You'd recognize this cultural ill even if you've not read Cinderella Ate My Daughter or How To Talk To Little Girls. You spot it in toy aisles, for example, where boys and girls have the same building blocks except in different colors. You notice it in department stores, where you can buy makeup kits for girls. You see it on TV with shows like Toddlers & Tiaras and the Kardashians. You watch it on MTV, where the cast of 16 and Pregnant are billed as celebrities. I'm not necessarily saying that pink is bad, or that gender roles are evil. I'm also not suggesting that wanting to be beautiful is wrong. But the failure to recognize the objectification of little girls and the commercialization of childhood is leaving girls with defeatist ideas of self-awareness and identity, creating people who think what they have to offer lies only in how they look.

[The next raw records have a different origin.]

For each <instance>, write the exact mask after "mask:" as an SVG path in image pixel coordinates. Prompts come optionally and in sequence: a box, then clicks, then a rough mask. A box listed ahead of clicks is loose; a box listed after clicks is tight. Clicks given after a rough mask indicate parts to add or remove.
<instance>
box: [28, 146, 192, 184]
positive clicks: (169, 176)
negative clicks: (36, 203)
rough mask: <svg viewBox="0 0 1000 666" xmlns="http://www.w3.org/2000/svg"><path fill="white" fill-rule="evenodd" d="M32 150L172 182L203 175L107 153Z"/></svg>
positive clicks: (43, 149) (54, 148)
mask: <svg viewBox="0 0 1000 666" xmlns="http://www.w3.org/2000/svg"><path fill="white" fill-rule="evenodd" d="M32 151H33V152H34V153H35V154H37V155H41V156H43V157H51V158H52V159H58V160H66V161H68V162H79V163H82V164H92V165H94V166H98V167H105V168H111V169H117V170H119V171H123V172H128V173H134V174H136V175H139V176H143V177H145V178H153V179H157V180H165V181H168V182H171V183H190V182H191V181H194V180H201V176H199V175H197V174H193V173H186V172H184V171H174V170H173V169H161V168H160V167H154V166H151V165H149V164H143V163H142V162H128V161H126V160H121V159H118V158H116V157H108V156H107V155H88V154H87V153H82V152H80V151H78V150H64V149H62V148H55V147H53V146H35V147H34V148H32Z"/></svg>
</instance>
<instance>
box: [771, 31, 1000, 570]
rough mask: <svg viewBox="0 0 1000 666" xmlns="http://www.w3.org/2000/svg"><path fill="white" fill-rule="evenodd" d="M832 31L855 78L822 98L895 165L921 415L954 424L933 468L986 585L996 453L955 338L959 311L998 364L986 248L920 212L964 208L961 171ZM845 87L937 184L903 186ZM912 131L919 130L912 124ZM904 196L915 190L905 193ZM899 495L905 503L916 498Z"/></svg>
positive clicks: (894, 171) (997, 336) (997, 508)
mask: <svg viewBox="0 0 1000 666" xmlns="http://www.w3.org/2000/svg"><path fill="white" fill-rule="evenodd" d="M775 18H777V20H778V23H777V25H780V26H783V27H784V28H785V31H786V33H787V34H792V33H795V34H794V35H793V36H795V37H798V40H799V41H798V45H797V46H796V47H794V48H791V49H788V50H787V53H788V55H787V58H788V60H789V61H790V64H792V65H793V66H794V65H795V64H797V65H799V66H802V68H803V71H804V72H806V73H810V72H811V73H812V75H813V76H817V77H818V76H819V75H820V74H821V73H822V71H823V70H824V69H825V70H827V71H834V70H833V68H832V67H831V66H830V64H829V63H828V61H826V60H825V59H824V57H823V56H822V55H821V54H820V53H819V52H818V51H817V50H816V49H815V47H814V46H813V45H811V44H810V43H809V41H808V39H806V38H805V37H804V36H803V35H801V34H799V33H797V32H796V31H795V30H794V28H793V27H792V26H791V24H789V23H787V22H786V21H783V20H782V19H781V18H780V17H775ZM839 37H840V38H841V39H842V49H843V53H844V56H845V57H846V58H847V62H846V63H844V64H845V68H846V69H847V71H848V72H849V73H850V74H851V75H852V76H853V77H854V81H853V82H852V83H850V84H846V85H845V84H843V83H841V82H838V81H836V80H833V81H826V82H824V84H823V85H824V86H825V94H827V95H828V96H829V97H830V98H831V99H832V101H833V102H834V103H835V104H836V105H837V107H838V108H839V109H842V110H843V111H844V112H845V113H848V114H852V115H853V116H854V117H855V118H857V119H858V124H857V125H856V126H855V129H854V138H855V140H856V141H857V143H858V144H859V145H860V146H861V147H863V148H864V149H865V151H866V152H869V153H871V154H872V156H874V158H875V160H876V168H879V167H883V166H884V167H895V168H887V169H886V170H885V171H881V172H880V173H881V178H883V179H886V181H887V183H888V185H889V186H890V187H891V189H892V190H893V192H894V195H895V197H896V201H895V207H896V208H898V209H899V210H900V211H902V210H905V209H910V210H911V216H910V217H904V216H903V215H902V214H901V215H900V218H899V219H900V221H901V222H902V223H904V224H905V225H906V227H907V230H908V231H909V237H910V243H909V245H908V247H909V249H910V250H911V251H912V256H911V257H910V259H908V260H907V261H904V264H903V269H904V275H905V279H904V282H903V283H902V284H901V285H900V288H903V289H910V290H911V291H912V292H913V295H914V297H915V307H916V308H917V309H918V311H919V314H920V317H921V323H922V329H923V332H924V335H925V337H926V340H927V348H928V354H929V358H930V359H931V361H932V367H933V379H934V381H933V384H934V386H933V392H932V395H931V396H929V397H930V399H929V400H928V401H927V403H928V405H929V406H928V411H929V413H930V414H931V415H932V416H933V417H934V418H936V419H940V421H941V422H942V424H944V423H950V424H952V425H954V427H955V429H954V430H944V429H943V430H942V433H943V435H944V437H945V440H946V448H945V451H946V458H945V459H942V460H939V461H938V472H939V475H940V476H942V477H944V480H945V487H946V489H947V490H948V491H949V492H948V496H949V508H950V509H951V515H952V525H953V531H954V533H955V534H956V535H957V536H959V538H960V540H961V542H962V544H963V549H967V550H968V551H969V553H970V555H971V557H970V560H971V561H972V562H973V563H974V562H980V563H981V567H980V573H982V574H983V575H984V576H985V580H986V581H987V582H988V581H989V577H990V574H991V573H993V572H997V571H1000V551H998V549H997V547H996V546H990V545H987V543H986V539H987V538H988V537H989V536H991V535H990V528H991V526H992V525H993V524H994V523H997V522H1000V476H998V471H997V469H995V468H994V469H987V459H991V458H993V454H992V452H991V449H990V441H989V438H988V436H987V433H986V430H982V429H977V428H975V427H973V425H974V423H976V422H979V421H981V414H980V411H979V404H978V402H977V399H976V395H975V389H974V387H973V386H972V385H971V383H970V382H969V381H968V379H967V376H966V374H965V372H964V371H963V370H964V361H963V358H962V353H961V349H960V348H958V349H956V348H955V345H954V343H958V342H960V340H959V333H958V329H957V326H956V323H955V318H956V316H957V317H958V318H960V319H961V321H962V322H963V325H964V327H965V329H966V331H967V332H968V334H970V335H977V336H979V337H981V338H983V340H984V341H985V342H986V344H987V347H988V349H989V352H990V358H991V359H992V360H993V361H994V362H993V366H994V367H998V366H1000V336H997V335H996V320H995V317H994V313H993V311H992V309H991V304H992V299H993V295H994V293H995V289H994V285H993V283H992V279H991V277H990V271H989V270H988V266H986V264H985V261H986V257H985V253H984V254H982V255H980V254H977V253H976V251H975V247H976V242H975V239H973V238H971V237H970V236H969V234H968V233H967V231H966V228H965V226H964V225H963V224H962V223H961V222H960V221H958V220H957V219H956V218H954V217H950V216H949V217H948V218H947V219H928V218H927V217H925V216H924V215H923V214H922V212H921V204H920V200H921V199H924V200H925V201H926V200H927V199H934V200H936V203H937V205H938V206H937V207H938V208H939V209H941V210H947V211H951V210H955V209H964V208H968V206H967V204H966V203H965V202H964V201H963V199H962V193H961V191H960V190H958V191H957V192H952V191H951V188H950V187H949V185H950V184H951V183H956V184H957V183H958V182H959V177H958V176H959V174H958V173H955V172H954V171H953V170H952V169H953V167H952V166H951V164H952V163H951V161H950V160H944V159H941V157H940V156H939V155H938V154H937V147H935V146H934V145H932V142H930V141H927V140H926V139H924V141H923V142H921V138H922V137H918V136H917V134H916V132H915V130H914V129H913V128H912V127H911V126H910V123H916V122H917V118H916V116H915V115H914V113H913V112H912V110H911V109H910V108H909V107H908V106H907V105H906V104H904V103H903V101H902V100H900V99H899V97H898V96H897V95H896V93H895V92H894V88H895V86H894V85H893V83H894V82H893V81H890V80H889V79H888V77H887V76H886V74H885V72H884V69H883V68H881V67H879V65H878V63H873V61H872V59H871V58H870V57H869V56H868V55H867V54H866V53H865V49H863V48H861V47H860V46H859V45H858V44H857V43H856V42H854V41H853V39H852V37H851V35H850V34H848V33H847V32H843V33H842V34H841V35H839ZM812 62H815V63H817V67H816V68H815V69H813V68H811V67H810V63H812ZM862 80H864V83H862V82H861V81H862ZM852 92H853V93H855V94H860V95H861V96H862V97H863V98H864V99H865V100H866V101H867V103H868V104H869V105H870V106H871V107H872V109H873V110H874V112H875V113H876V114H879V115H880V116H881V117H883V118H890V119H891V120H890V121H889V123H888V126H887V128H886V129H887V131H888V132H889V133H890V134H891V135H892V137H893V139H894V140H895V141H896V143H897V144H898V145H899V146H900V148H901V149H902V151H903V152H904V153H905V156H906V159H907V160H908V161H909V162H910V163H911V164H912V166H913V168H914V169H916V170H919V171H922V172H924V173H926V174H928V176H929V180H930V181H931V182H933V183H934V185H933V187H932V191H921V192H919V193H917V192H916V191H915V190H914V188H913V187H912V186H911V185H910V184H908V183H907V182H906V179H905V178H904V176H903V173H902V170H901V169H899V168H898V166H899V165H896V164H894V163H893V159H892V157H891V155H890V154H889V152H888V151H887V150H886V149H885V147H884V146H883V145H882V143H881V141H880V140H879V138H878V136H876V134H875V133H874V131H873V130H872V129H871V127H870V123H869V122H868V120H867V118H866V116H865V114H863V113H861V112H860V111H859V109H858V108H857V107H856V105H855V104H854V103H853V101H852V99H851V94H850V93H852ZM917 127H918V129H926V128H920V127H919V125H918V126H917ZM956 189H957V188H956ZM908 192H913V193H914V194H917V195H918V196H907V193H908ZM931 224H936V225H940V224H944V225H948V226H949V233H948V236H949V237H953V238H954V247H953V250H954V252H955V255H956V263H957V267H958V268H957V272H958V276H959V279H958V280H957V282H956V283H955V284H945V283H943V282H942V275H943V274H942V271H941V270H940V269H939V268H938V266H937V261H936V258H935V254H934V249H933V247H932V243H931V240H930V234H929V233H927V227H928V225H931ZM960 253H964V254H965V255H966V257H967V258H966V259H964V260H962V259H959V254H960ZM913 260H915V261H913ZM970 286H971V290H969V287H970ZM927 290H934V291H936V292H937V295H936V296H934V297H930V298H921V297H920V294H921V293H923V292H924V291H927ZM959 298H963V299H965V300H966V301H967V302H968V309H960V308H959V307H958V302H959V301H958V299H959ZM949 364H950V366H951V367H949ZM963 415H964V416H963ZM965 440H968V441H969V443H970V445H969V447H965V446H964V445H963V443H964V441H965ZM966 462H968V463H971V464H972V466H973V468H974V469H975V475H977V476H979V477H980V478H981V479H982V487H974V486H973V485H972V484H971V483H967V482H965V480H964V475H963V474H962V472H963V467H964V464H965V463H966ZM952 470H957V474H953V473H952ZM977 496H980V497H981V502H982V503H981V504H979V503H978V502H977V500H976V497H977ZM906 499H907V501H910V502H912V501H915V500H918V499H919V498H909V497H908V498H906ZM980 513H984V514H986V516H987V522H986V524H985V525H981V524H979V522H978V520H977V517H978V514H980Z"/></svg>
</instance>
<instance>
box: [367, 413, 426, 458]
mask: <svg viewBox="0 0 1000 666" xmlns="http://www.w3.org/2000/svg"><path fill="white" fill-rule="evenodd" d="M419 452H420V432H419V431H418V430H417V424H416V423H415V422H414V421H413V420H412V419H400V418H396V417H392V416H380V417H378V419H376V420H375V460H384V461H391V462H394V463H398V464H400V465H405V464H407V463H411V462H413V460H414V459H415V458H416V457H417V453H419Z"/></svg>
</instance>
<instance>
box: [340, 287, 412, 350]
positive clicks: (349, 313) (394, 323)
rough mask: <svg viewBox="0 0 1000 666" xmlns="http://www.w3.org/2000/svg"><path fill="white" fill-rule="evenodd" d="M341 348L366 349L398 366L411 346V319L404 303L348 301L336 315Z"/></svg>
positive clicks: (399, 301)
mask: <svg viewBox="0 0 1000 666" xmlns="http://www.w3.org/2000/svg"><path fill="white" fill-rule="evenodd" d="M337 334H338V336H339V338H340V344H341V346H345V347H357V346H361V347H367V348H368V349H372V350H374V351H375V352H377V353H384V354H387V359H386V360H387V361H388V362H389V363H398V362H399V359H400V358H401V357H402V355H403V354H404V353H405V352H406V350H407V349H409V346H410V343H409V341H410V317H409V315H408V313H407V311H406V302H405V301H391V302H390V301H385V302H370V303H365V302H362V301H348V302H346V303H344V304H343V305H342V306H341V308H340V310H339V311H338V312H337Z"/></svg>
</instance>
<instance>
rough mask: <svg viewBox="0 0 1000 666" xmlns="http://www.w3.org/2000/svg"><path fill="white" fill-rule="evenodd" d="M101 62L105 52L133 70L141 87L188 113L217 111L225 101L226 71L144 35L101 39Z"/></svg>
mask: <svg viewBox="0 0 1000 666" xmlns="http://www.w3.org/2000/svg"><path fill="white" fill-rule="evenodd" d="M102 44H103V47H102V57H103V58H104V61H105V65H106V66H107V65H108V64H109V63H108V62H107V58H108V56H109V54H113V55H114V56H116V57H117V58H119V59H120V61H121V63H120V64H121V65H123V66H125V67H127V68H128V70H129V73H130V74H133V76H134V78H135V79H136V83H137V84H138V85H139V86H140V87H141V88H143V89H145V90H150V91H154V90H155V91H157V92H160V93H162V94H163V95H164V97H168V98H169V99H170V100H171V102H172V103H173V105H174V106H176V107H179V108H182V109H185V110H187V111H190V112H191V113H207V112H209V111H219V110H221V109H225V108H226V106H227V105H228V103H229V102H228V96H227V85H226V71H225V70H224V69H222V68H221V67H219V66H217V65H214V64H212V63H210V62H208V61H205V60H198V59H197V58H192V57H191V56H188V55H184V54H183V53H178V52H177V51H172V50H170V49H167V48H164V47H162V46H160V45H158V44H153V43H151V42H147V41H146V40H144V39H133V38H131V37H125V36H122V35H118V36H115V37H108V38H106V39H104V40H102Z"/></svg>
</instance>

The sexualization of toys, cartoon characters and clothes has a strong effect on how girls view themselves, because the choices in toys, television, and clothes are very narrow. Strawberry Shortcake is a prime example of how a cartoon character has been sexualized in the last 30 years. As a child growing up in the 80s, this is the Strawberry Shortcake I remember:
Zach and I have no children, so it makes me a little anxious to speak this candidly about his new painting and on the subject of how commercial culture pushes this superficial worldview on girls (even though this is not a post about parenting). We have friends with little girls and I am afraid of offending them. But I was once a little girl too so I feel somewhat qualified to speak about this topic. My childhood was not filled with Disney princesses and I was not subjected to girly stereotypes. I shared Leon's toys and wore his hand-me-downs because it didn't matter that they were not pink or made specifically for girls. There were no TV commercials that told me I should be a nurse, a secretary or some other second fiddle in a predominantly male field. My mom was not confined to shopping at Target where all the clothes and toys for girls are all marked with pink. I blame culture for how girls are being defined.
And now that I've written all these things, I am sure that if/when the time comes, our little girl is going to live and breathe pink and glitter and demand to be a sparkly princess cheerleader. She'll want her own diamond tiara and plead with us to live in a beautiful castle. But at least I know we are ready for battle.